The effect of the traffic density is depicted in Fig. 4. It can be observed that the end-to-end delay gradually increases as the number of nodes increments, which is an expected behavior. When the traffic is denser, DRG meets the expected delay requirement - less than 100 ms - in the zone of relevance for PCN application (1500 m). Moreover, the behavior of the end-to-end delay is similar to the latency variation as a function of the zone of relevance shown in Fig. 3, where large distances do not significantly affect the end-to-end delay; these characteristics show DRG to be a stable protocol, because it maintains a high performance for an incremental variation of the nodes density and the size of the zone of relevance.
The PRR has been compared versus the single hop broadcast scheme, where the maximum range for simple broadcast is up to 300 m. It can be observed in Fig. 5 that, when the zone of relevance is set as 500 m, the PRR achieved 100 %, and for 1500 m, the PRR decreases slightly to 98.8 %, showing a suitable performance for collision warning applications like our proposed PCN application. For larger distances, between 1500 m to 3500 m, the PRR gradually decreases as expected. Further, when the ZOR is set to 4000 m, the PRR is still near to 80 %, which is considerable for traffic applications demanding a bigger area of interest to cover. We have also tested the impact of the density k (veh/km) on the PRR for a zone of relevance set to 1500 m. The traffic density is a determinant macroscopic variable, which gives an idea of the degree of congestion of a road segment when it is analyzed in combination of the flow volume and average speed of the traffic stream. In this case, Fig. 6 shows that the increment of the number of nodes does not affect the PRR, which maintains a constant value of 98.8 %.
The performance of PCN application has been evaluated through the PRR also as a function of velocity, in order to validate the effectiveness of the application for different vehicular velocity.
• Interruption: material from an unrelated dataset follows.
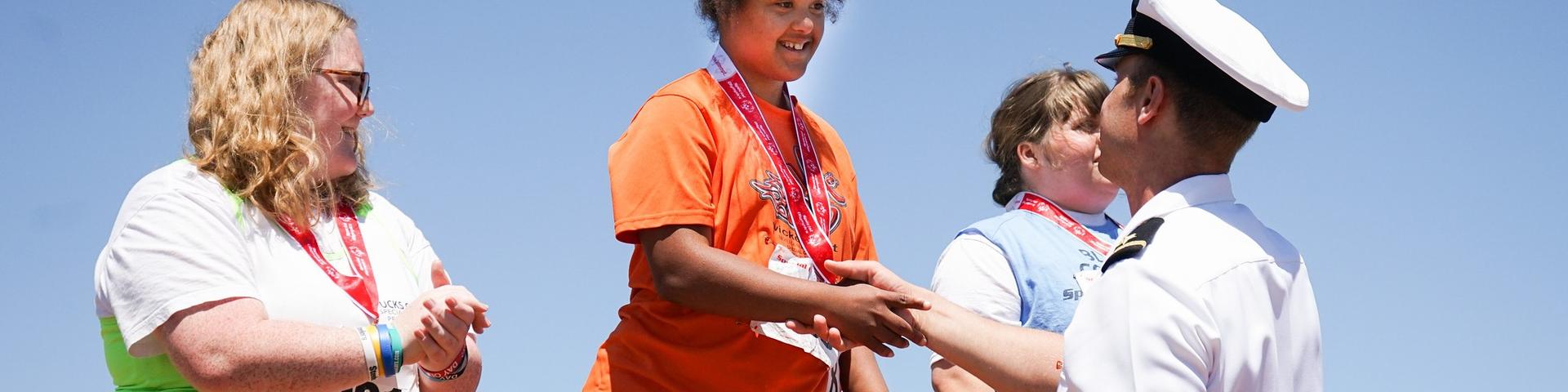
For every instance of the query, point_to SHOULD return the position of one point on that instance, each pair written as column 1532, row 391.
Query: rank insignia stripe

Fig. 7 shows the impact of the velocity of the vehicles in the zone of relevance. For urban areas where the typical speed is 60 Km/h, DRG protocol shows high rate of the recipient nodes up to 80 km/h. It can be observed that vehicles do not affect the PRR until 80 km/h; which means that drivers on urban roads and highways effectively received PCN notification messages.
We have assessed the velocity and acceleration of the vehicles nearby the accident’s location to show how the speed varies after the reception of the WaveAppMsg packets of the PCN application. Therefore, we have measured the variation of velocity as a function of the simulation time. Fig. 8 shows five nodes in the period of time starting in 390 s. At 400 s, the first node on the road (Node 0) abruptly stops, which is detected by the application layer as an accident, and it triggers the DRG forwarding mechanism. Nodes 1 to 4 receive the PcnAccidentMsg packets and decrease their speed until they completely stop. After 30 s, the accident is solved and Node 0 sends PcnAccidentResolvedMsg packets at the 430 s, then Nodes 1 to 4 accelerate and traffic returned to normal. Such a behavior demonstrates the effectiveness of the PCN design, regarding the harmonization of the velocity and acceleration of the vehicles within the zone of interest. The speed of the stream is gradually reduced, in contrast to the first vehicle, the acceleration of the vehicles in front the incident also decreases smoothly. It can be assumed that after the drivers received the notification messages (few seconds after the incident detection) the break system was activated; Fig. 8 demonstrates the aforementioned behavior.